Father Druding said the Easter Sunday evening gathering “was a big celebration of the graces received.” As for the 43-day Perpetual Adoration and Praise, he said, “It was an incredible avalanche of grace in the hearts and the souls of thousands of people. It was a real encounter with the presence and the power of the Eucharistic Lord.”
Among the speakers on Day 43 was Immaculée Ilibagiza, a Rwandan-American author and speaker who in her writings has detailed how she survived during the 1994 Rwandan genocide, and how her Catholic faith guided her through her ordeal and her eventual forgiveness and compassion toward her family’s killers.
“I felt my Lord was telling me: what is in your power is how you choose to use your life moment by moment; to love or to hate, to be honest, or dishonest, to be good or be bad. But if you choose to love, if you choose good to use your life for goodness, I am with you,” Ms. Ilibagiza told the Holy Cross revival congregation that night.
“And that is truly how I started to live my life. I woke up from the tears, and started to go around the refugee camp to find somebody to love, to help; because I know that is all my Lord is asking me…I moved to America in 1998, and now I’m writing. I love to share my faith…I am so grateful that we are standing in front of our Lord. Hold on to your rosaries, pray the rosary; go to the Bible and read the Mysteries, and make sure you understand and hold on to Our Lady through the rosary.”

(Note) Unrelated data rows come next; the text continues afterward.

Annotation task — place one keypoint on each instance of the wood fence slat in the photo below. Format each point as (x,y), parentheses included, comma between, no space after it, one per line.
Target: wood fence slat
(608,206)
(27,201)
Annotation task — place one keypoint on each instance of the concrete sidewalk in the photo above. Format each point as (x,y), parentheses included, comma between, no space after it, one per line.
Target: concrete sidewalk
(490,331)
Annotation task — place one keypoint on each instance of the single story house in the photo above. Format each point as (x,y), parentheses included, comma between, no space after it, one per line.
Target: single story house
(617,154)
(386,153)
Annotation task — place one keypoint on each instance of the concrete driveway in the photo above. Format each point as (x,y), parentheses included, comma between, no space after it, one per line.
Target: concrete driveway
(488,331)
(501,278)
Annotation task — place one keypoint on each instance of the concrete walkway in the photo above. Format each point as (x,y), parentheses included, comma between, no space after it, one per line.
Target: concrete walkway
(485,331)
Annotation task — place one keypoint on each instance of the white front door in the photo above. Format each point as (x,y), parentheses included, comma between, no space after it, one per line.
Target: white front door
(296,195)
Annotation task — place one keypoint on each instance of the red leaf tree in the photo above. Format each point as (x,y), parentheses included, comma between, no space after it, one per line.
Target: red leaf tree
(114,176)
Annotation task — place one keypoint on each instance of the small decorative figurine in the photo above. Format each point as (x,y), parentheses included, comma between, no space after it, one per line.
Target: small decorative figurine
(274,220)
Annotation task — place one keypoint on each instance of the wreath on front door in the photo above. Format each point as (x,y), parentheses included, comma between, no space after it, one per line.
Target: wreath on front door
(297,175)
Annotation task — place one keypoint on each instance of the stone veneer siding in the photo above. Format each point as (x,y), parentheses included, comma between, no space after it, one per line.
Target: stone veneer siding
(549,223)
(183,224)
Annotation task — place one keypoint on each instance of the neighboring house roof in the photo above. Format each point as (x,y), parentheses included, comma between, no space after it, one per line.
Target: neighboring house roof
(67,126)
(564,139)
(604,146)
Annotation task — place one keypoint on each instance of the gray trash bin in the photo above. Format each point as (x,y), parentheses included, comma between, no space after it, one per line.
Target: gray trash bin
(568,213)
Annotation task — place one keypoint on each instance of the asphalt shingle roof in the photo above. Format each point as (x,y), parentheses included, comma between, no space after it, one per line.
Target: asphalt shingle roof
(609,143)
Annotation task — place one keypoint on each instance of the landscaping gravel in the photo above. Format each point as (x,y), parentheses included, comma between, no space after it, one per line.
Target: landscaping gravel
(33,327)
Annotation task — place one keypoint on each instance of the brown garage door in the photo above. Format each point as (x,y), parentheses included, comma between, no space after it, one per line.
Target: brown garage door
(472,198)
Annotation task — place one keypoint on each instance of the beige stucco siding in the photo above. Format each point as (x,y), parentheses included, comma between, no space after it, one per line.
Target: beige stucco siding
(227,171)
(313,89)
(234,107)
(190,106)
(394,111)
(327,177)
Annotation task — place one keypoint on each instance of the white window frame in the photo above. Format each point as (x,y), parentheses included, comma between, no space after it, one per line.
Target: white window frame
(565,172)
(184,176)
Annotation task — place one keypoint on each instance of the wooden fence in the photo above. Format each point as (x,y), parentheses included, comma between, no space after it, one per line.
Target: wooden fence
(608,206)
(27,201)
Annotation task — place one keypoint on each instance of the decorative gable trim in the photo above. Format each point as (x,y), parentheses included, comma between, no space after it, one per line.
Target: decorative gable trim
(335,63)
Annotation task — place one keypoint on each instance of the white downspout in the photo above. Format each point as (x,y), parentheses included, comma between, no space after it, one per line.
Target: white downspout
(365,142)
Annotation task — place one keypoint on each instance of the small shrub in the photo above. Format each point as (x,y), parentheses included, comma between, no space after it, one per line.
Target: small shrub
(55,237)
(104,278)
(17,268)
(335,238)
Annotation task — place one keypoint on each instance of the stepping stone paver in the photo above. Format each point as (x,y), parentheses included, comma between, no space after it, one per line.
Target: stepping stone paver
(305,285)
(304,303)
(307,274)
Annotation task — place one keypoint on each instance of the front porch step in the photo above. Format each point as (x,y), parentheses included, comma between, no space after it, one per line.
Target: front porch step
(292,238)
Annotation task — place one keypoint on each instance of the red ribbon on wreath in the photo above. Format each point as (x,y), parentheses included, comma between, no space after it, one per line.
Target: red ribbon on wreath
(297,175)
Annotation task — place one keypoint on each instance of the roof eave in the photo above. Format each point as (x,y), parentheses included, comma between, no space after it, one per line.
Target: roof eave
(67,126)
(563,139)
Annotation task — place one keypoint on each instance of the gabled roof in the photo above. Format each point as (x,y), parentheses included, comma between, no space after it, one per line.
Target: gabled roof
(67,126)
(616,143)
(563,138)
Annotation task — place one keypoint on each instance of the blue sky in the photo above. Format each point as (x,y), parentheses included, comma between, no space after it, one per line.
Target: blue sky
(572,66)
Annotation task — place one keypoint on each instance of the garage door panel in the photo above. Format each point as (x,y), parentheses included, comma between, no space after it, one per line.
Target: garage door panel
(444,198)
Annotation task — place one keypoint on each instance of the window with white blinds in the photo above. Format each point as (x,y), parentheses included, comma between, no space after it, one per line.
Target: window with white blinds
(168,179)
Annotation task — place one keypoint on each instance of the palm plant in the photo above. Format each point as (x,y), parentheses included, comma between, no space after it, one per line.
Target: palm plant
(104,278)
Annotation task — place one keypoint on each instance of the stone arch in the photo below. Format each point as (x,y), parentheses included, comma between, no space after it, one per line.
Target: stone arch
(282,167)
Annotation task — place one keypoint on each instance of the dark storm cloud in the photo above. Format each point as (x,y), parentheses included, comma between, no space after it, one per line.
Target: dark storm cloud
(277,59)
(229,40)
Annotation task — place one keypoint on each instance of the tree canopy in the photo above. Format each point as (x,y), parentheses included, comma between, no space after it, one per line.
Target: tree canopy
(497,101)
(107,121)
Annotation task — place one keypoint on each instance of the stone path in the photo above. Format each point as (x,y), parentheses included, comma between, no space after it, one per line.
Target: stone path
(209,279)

The praise and worship event was conducted in English and Spanish and featured live music. It included Adoration of the Blessed Sacrament, praying of the Rosary, confessions, fellowship, The Stations of the Cross, Mass celebrations, healing services, inspirational talks, and lots of praise and worship music. Hundreds of people attended each night.
Among the Mass principal celebrants were Auxiliary Bishop Peter Byrne and Auxiliary Bishop Joseph Espaillat. The focus of talks and homilies included the importance of conversion. Organizers said there were emotional, spiritual, and physical healings; and there were testimonials of dire personal struggles, suicidal thoughts, and eventual conversion.
Speakers at the gathering included: Father John Higgins, pastor of Holy Cross, Father Ambiorix Rodriguez, pastor of St. Elizabeth parish in Manhattan, and Sister Mary Grace, SV, from the Sisters of Life. Music groups and lay preachers from various ministries participated. The gathering was live-streamed via the Holy Cross parish YouTube channel: Catholic Soundview.